What is the best way to compare data when importing to a database?

I have a MySQL database table containing information about 1000 stores. Now I will import more stores by downloading the Excel distribution sheet, and I try to avoid duplicates.

  • Stores may have the same name, but never match the address.
  • Stores may have the same address, but not the same name

But here is my problem.

  • Stores may be in error
  • The address may be in error

I am currently importing data into a temporary table. Now I'm wondering what is the best approach to compare imported stores with existing ones.

My plan is to go through each line and compare stores.

  • First compare a.name = b.name AND a.street = b.street. In the match, the store is deleted.
  • Then I will make a comparison of Levenshtein by name and street. Here, I probably have to manually look at the results to determine if this is a duplicate.

Does anyone have experience with this data mapping?

Update
Thanks for the good answers.

Fields to be used for comparison:

  • name
  • Street address
  • Postcode
  • town
  • The country

I think something like that:

Select the lines where name = Lavenshtein and country = country.
Thus, I only need to work with a small list.
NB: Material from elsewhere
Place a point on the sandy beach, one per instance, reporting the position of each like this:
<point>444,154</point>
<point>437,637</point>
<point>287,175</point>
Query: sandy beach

Then I can begin to more thoroughly compare the name and address.

+6
source share
2 answers

Levenshtein-distance is a way to do this, and you can avoid manual input. But the actual implementation will depend on any prior knowledge of the data. How and how many mistakes you expect in writing.
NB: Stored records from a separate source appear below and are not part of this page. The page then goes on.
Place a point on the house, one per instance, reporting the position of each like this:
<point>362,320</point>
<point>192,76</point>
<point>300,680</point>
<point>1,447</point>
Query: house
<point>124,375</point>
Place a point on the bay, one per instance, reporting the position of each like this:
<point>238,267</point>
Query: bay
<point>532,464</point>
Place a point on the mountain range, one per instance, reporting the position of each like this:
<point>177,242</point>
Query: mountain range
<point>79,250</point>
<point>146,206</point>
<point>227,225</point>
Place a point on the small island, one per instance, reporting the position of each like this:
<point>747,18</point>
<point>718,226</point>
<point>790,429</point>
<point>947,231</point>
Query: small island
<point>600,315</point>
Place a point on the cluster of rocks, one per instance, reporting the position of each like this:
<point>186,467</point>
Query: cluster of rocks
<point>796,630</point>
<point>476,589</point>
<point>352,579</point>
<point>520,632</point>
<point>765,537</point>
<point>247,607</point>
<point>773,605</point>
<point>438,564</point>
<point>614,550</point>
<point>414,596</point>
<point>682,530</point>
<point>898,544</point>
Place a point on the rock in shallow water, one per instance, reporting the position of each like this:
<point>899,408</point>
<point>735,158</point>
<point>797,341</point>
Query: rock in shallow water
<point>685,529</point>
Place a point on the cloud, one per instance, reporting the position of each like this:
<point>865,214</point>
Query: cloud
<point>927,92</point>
Suppose, for example, that this is good quality data, and you only expect typos, can you generate a matching condition based on: 1) the same number of words? 2) the sequence of these words. 3) A small threshold of permissible error in Levenshtein is the distance for each word in the title.

Conditions can be strengthened by checking the address with a similar condition when there is ambiguity by name or vice versa.

+4
source

To expand on my comment on Shaunak, the approach I took when I did this was:

Make a series of "hashes" of each name in order of priority. For example, for a group of financial companies in the UK, I used the following:

  • "Hash" 1: the exact name of the company, for example. "St. John and James Financial Investments Ltd.".
  • Hash 2: company name, with all non-alphanumeric characters removed and normalized spaces: "St John James Financial Investments Ltd"
  • Hash 3: Extended general abbreviations, for example. “1st” - “First”, “LLC” - “Limited”: “St. John James Finance Investments Limited”. I also made common spelling mistakes here, for example. Independent - Independent. Obviously, your common mistakes will depend on your raw data.
  • Hash 4: the words Stop, for example. "The", "Limited," deleted: "St. John James Financial Investment."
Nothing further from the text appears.